On the afternoon of Thursday November 7th we will be flying across McMurdo Sound to work out of New Harbor for eight days. New Harbor is located on the coast, at the entrance to the Taylor Valley, one of the Dry Valleys. Taylor Valley is named after Griffith Taylor, a Canadian geologist who was part of Scott's Party. The closest glacier to New Harbor, as you walk up Taylor Valley is the Commonwealth Glacier, followed by the Canada Glacier. Griffith Taylor was a bipolar adventurer. He has an island named for him - Griffith Island - which I have visited, just offshore of Resolute Bay in the Canadian High Arctic. The second Dry Valley paralleling the Taylor Valley is the Wright Valley. Sir Charles Wright was a geologist in Scott's party and I believe that he eventually established the Geology Department at the University of Toronto (or maybe it was Taylor - I knew at one time but I've forgotten). So, Canada has had a connection with the Antarctic for many years (despite the official Canadian federal lassitude when it comes to signing the Environmental Protocol and generally supporting polar research, a concern for me because I'm Canadian). Other things Canadian that I have encountered around here: ski-doos, our red parkas, bunny boots, the Terra Bus (a huge bus with balloon tires to transport pax to and from the airplanes - it's made in Calgary), and Ken Borek twin otters, which have been providing flight support here for years.

For the last two days we have been doing lab work, which for me means photographing the microscopic fauna, taking wet weights, sieving cores, and transferring samples from formalin to ethanol. We are accumulating a great set of photographs of the marine life of McMurdo Sound, which you can see on http://scilib.ucsd.edu/sio/nsf/fguide/index.html.

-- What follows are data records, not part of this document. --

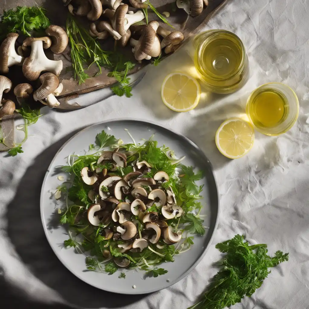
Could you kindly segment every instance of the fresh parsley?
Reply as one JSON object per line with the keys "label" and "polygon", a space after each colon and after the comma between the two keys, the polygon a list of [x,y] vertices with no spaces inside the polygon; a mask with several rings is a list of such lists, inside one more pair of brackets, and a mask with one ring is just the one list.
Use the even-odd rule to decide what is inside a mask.
{"label": "fresh parsley", "polygon": [[216,248],[226,253],[222,269],[214,277],[201,301],[188,309],[223,309],[250,297],[260,287],[270,272],[268,269],[289,260],[289,254],[277,251],[272,257],[267,245],[250,246],[243,236],[218,244]]}

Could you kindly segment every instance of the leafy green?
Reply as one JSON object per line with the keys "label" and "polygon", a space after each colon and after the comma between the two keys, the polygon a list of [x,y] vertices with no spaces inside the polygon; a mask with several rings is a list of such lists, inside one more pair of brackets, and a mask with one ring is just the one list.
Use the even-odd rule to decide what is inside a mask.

With that relative lack of physical activity, I was getting pretty antsy by the end of the day, so I decided to go for my first run in McMurdo since 1998. Running here is way more of a challenge than at home because it is on gravel, along a steep and very long uphill slope followed by a steeper downhill to Scott Base, it's way colder and drier and windier than what I'm used to, and the scenery is spectacular, so I keep turning around to gawk. My legs held out on the uphill to the crest between McMurdo Station and New Zealand's Scott Base, so I decided to run halfway downhill to Scott Base before making the prudent decision of turning around. McMurdo hosts two runs, the Turkey Trot at Thanksgiving, and Scott's Hut run. I've done the latter twice and they have been quite the challenge. But I actually got listed in Women's Sports and Fitness for having done a run in Antarctica, which was rather neat!